$20 billion have been raised in cryptocurrency token offerings – ICOs – since the start of 2017 to September 2018 according to a recent study by the independent research company Autonomous Research.
According to the study, about $12 billion of that amount has been raised in this year to date while the other $7+ billion had been raised in 2017. Less than $2 billion had been raised in 2016. The study dubbed “Crypto Utopia” sought to explore the crypto landscape over the past two years and deep-dive into the status quo for crypto funds, ICOs, and the regulation that governs them.
The study also pointed out that the initial coin offering activity had dropped as much as 90% by September of this year as compared to the start of the year. Over $3 billion was raised at the beginning of the year, however, that amount dropped to less than $300 million by September marking a 17-month low. Of the $12 billion that has been raised this year, close to half of it was raised by two projects – EOS, whose year-long ICO raised $4.2 billion and messaging app Telegram, whose exclusively private-sale ICO raised $1.7 billion.
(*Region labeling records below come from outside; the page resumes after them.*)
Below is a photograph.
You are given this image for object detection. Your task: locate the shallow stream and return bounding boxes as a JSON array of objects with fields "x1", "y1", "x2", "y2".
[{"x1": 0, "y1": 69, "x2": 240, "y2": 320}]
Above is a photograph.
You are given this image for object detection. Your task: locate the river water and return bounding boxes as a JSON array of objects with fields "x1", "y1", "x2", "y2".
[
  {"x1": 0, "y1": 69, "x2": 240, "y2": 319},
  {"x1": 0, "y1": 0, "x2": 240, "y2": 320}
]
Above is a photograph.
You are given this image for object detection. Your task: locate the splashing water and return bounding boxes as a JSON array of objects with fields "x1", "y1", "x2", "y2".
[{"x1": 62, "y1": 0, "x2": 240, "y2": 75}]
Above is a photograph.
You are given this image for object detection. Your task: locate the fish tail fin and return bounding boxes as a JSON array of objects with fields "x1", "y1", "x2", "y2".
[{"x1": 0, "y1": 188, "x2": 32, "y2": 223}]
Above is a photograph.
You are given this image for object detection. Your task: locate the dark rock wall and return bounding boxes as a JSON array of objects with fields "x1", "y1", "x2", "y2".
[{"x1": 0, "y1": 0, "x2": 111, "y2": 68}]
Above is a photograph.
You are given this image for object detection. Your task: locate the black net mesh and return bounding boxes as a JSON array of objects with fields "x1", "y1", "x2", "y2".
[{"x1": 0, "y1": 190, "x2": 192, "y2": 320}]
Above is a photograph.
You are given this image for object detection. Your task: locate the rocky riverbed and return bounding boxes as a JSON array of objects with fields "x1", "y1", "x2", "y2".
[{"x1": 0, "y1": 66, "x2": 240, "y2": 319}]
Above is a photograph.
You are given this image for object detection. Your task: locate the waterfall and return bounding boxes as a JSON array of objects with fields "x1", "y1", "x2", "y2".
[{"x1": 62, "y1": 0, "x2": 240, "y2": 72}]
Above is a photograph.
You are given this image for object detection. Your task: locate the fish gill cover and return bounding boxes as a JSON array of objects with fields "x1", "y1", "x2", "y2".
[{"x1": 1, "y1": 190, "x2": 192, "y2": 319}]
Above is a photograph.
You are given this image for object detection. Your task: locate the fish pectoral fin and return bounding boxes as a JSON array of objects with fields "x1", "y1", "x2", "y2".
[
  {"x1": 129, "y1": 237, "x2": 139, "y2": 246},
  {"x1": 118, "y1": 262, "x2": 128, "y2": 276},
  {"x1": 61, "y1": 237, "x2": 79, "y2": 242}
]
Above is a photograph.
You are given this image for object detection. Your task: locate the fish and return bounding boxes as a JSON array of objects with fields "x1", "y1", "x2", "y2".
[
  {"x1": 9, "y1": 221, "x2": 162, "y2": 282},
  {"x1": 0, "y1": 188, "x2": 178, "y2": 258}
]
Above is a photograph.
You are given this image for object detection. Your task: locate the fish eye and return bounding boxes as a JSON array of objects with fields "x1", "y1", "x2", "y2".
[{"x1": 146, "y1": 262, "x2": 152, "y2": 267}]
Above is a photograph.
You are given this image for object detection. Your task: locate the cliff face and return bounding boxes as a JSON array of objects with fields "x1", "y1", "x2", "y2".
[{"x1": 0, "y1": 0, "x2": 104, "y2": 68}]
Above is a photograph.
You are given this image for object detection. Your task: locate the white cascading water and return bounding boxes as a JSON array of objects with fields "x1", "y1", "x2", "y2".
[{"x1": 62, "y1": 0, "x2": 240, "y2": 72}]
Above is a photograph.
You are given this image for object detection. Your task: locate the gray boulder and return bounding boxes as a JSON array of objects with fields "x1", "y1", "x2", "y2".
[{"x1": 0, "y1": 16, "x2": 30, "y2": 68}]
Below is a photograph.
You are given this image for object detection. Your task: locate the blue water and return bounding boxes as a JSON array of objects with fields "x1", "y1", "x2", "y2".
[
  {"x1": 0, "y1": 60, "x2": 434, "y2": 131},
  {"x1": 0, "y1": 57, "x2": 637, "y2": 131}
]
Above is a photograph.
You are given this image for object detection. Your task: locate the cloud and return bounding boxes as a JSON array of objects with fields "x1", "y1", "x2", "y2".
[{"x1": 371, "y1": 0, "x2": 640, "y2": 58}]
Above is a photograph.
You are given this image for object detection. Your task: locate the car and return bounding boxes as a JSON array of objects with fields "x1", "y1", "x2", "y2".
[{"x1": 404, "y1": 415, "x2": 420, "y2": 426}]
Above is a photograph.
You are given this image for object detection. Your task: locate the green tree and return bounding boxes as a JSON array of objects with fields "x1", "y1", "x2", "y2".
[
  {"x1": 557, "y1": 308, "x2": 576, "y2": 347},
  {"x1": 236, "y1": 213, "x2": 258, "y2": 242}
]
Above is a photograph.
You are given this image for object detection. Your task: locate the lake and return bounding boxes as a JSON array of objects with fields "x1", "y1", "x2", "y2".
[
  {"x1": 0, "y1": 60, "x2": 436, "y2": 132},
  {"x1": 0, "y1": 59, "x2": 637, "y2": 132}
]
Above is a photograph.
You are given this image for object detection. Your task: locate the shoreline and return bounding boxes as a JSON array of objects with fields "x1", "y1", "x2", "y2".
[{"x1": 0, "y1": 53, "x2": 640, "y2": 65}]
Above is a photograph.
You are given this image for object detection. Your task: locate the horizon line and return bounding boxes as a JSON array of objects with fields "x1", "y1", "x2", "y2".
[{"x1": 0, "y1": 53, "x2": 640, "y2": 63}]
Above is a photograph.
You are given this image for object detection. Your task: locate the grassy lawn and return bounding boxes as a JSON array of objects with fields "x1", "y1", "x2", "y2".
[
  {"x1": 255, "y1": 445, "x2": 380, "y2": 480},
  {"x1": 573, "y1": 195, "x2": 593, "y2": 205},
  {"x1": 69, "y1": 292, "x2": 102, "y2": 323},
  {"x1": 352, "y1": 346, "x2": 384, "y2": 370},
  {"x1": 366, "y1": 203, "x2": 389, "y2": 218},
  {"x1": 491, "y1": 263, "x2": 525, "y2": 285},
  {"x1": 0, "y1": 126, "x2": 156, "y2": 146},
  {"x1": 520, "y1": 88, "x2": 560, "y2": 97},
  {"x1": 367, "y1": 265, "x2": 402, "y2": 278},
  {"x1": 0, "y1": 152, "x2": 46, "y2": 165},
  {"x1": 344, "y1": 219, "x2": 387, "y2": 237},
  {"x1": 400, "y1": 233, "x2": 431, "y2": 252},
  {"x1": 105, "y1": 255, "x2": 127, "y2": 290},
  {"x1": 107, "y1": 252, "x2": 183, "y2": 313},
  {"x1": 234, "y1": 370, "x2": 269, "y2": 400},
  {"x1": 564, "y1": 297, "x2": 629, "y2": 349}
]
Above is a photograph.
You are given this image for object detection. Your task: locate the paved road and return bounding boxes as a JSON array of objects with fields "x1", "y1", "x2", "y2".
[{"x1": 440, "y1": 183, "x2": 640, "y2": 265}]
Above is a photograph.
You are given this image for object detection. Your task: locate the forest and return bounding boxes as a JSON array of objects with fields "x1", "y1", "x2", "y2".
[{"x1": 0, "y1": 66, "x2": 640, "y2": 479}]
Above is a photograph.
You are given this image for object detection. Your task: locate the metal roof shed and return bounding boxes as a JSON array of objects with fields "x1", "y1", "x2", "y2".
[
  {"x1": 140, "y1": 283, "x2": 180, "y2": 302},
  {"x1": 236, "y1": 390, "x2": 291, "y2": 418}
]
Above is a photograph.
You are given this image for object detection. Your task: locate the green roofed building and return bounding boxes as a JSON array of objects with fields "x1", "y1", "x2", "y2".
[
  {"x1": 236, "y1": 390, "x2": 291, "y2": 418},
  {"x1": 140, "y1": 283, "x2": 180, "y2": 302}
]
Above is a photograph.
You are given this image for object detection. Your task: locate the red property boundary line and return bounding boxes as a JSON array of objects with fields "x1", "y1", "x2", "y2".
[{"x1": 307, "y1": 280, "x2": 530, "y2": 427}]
More than 300 crypto funds have been launched to invest in crypto projects but despite the proliferation of investors both retailers and institutional, the investments are on a downward trend. The study cites more than have of the ICOs launched this year failed to raise the required amounts to kick-start their business which led to their eventual closure. A majority of the ICOs were launched to take advantage of the digital ‘gold rush’ subsequently resulting in quality and regulatory concerns regarding tokens.
Some of the reasons given by Autonomous regarding the downward trend of ICOs includes the increasing cases of scam and phishing projects that have made investors more averse to investing in projects. According to the study, as much as 20% of the ICOs had plagiarized whitepapers, with another 15% of the ICOs suffering crypto hacking and consequential loss of raised funds.
Similarly, investors have lost interest in the ICOs and are looking for better terms that protect their funds. The new alternative is the Security Token Offering (STO) that is more legally binding.
The SEC has been reported to claim that ICOs could be classified as security offerings which places them under the strict purview of the regulatory agency. Therefore, most projects that want to gain entry into the United States territory are finding ways to position their projects for future legal changes to the current ICO space. Therefore this has led to the rise of the STOs offerings instead.
The other reason that the study gave to the fall in ICO activity is the “the collapse/crisis in Chinese P2P lending since 2015, and whether that risk-seeking capital wound up in ICOs.” China is one of the leading jurisdictions under which cryptocurrencies are operating but in the past few months, it has taken a stance of limiting their operations. Some projects have reportedly chosen to move out of China in a search of better legal environments in order to launch their projects.